The acquisition of a market leading firewall and security leader may also put Dell in competition with new competitors like Check Point Software (CHKP), Juniper Networks (JNPR), and Cisco (CSCO), says FBN Securities analyst Shebly Seyrafi. "The deal allows DELL to play in the next generation firewall market, but we believe that it will compete against leaders such as CHKP and Palo Alto Networks primarily, and against FTNT, CSCO, JNPR, and INTC/McAfee secondarily," wrote Seyrafi, who gives Dell shares a $19 price target on a "sector perform" rating.

That competition could continue to ratchet up in future deals, as Dell targets IT services to offset waning PC sales, which the company expects to fall 7% in the first quarter. In the U.S., PC sales fell nearly 5% in 2011, according to research firm IDC.

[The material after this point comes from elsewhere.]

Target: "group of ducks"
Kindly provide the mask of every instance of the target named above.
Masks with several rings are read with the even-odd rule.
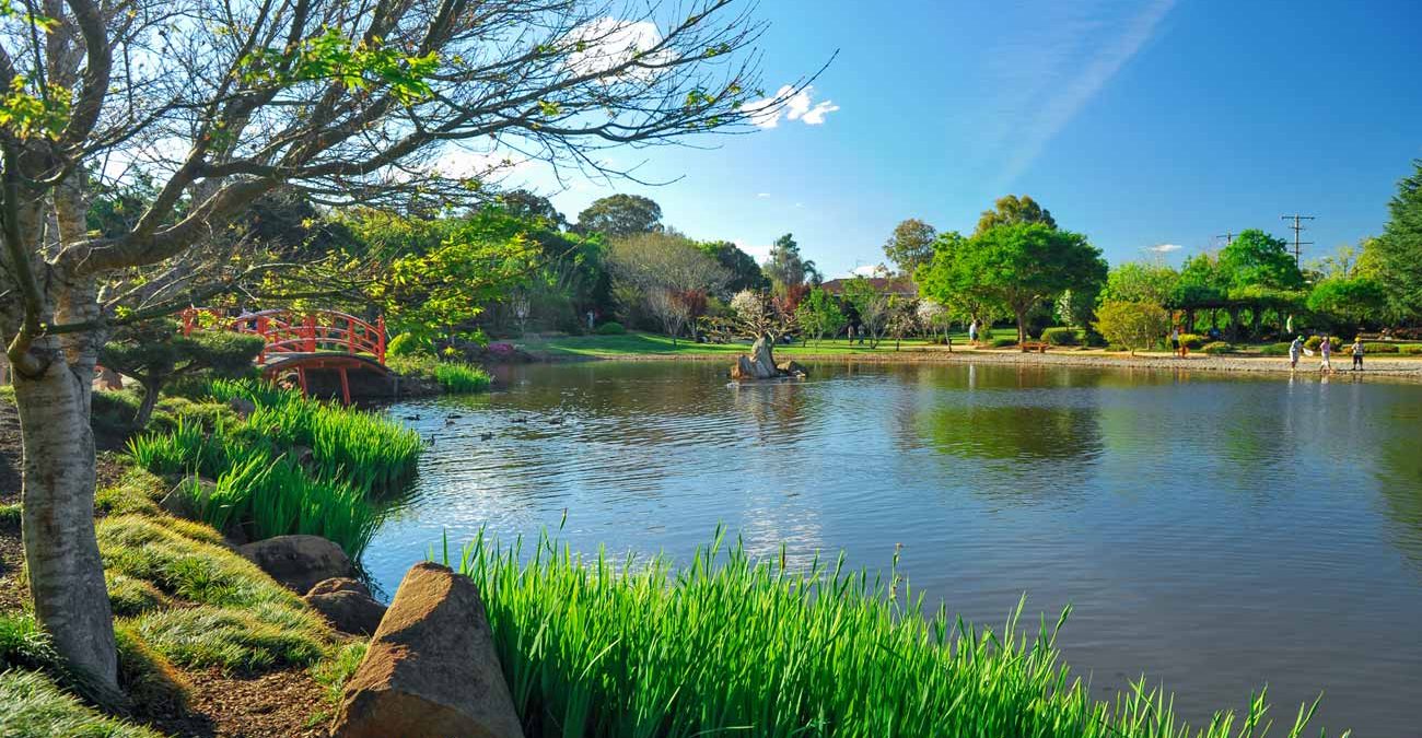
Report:
[[[458,412],[451,412],[449,415],[445,415],[445,428],[449,428],[451,425],[454,425],[454,421],[456,421],[459,418],[464,418],[464,415],[461,415]],[[405,415],[405,419],[407,421],[418,421],[419,419],[419,414],[417,412],[414,415]],[[529,419],[526,417],[509,418],[509,422],[520,422],[522,424],[522,422],[528,422],[528,421]],[[549,418],[547,424],[549,425],[563,425],[563,418]],[[429,434],[429,437],[425,438],[425,445],[427,446],[435,445],[435,438],[439,434]],[[493,432],[492,431],[486,431],[486,432],[479,434],[479,441],[488,441],[491,438],[493,438]]]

Jefferies analyst Peter Misek estimates that Dell paid up to $1.5 billion for SonicWall and noted that the move wouldn't preclude a potential takeover of IT systems specialist Quest Software (QSFT). "We think Dell is likely taking a look at QSFT during the current 60 day shopping period and that the company would fit well with Dell strategically," wrote Misek in a client note. He rates Dell a "hold" with a $17 a share price target.

Dell shares gained under 1% in Tuesday trading to $17.07 on news of the deal. The company's shares are up nearly 1 year-to-date after gaining over 6% in 2011.